Decision making is a big deal. When making a decision dealing with what to do about cancer, treating it and other things that come with that sort of baggage is an even bigger decision to make. I would certainly consult with the One who knows best, which is God. He has the plan and He knows what would benefit my health relating to His plan and not my own. Then based on what God gives me, I would talk to the doctors and oncologists about what they think would be possible. They are the cancer experts so they would have the best advice on which road to go down. And with the new discoveries of treatment, it may be in my best interest to go down the “road less traveled” because I could end up making history by defeating the cancer. If I was able to do that, it would be great. It would be wonderful because I would have been a part of discovering new ways to treat cancer and help boost the cancer treatment research. And I would be doing so, while defeating cancer myself.
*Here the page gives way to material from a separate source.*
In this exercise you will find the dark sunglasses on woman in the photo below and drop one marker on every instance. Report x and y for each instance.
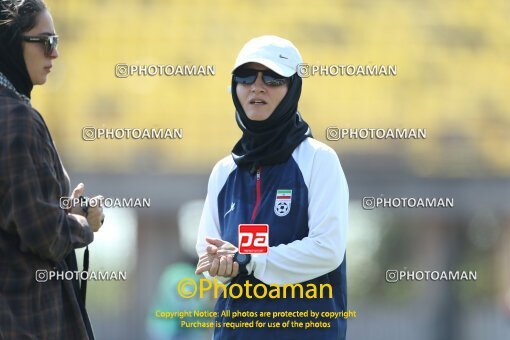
(50, 42)
(247, 76)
In conclusion, I do not wish to have cancer or anyone else in that matter. But, what I do wish is that if a person were to be diagnosed with a deadly cancer that they would persevere just like Rhio O’Connor did. He has encouraged me, and I am sure many other students across the nation; not only students but other cancer patients as well. His legacy will live on forever as a cancer patient who defeated the odds and was able to make a difference.